For those of you who haven't heard, we have chosen to homeschool Ben and Anna Kate. Our decision has been prayed over and, honestly, God had to change my heart about it. Scott came to me last summer and asked if I would consider it and pray about it. There were so many negatives in my mind. I was troubled about social interaction, whether or not I could do it and whether the kids would be sheltered too much. I prayed about it for a couple of weeks and did some research on internet (have you ever tried to research something that important on dial-up?). I finally came to the conclusion that God was changing my heart to what Scott had always felt was important for his family.
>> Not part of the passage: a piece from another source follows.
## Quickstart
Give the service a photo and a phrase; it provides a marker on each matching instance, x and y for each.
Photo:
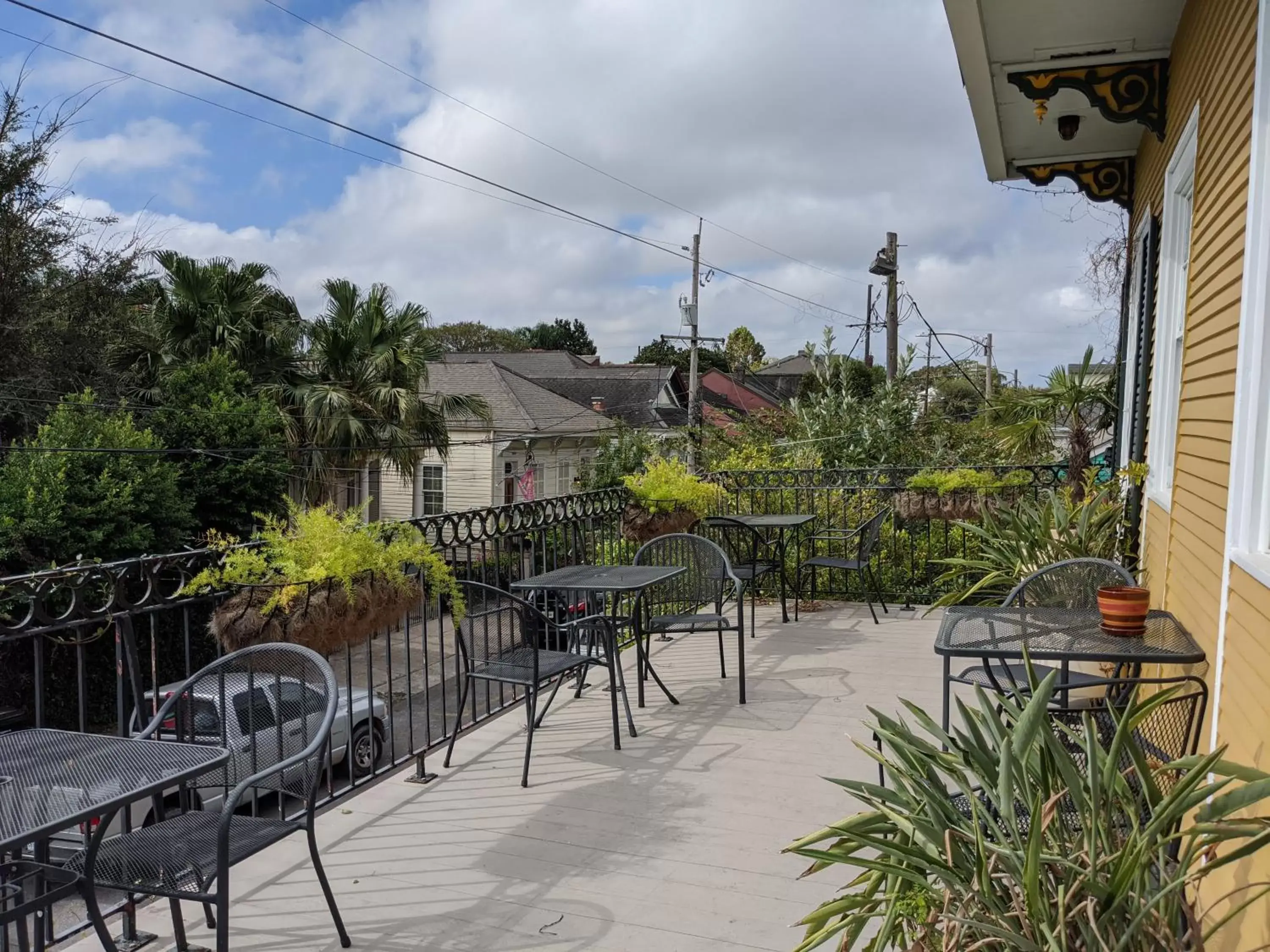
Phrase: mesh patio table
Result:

He had always wanted me to homeschool but I was always negative about it so he didn't push it. That's just like him...
The final straw was when we went to a local private school in the Portsmouth area. In order to send them there, I was going to have to go back to work, figure out how to get another car, figure out how to get them there and back with no other family in the area and after we checked it out, I realized I could do what they were doing. So, I relinquished. Now that I'm into it, I must admit, I am a little excited about it. Now that we are in a bigger town, I already have him involved at a local homeschool group that allows me to take Karley and Colton along and he loves it. He doesn't see me all day so it's good for his "socialization skills" and what's absolutely wonderful is that the group uses the gym area at River Cities!!! How great is that?
There has been one drawback so far...the negative comments I get! In my heart, I know how prayed over this decision is and I have total peace about it so I've quit giving all the excuses. Was it my idea in the beginning? Absolutely not! But I know that Scott and I strive to make decisions based on what we feel is the way God is leading in our lives. I know that Ben and Anna Kate are going to get a biblical based education without the cost of sending them to a christian school. I will still get to stay at home and do the "career" I always wanted so I say "Praise the Lord!"
1 comment:
Aw...my little buddy looks so big sitting there. Where has the time gone? I'm feeling very melancholy lately--I guess because of Josh graduating. When do these sweet little boys become men? I'm so proud of him, but don't know where the time went. Enjoy the homeschooling--I know it will work out well for you all! Ben's got a great teacher. Love you and miss you!